"As I was wading through the waters of all our predictions, readers painted a picture of possibilities and pressure in the private markets. AI, on one hand, is a force multiplier-on the other, it will be unevenly impactful and the losses as the industry consolidates will be staggering. Liquidity, meanwhile, is making a comeback, albeit with a new normal. Velocity is increasing, but so is fragility."
"There was also an echo of "bigger, fewer, and with more power," that the wave of capital concentrating at the largest firms across the private markets is undeniable-and that the middle of the pack is in danger. The message from many of you: Only stark differentiation and scale will survive. Here's what Term Sheet readers believe 2026 and beyond hold for the various corners of the private markets."
"Private equity 2026 will be a year where private equity accelerates their pace of deal making. Four years of capital deployment exceeding distributions has created an environment where firms will need to focus on a return of capital rather than a return on capital. This will translate to more M&A, more IPOs and more continuation vehicles. -Jason Greenberg, global co-head of technology, media, and telecommunications investment banking, Jefferies"
Private equity is poised to accelerate dealmaking in 2026, with more M&A, IPOs, and continuation vehicles as firms prioritize returning capital.

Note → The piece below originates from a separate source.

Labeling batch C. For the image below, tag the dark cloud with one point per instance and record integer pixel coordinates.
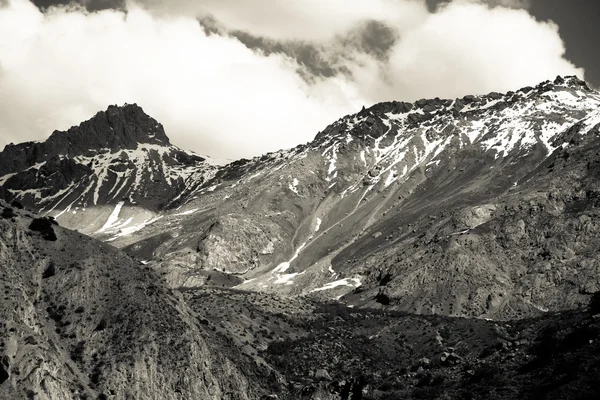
(90, 5)
(372, 37)
(317, 60)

Declining interest rates lower cost of capital, increase liquidity, and boost transaction activity. Secondary demand and continuation vehicles strengthen exit options and ecosystem dynamics. AI serves as a force multiplier but will have uneven impact and contribute to staggering consolidation losses in some areas. Capital is concentrating at the largest firms, threatening middle-tier players, and creating a landscape where stark differentiation and scale determine survival amid rising velocity and fragility.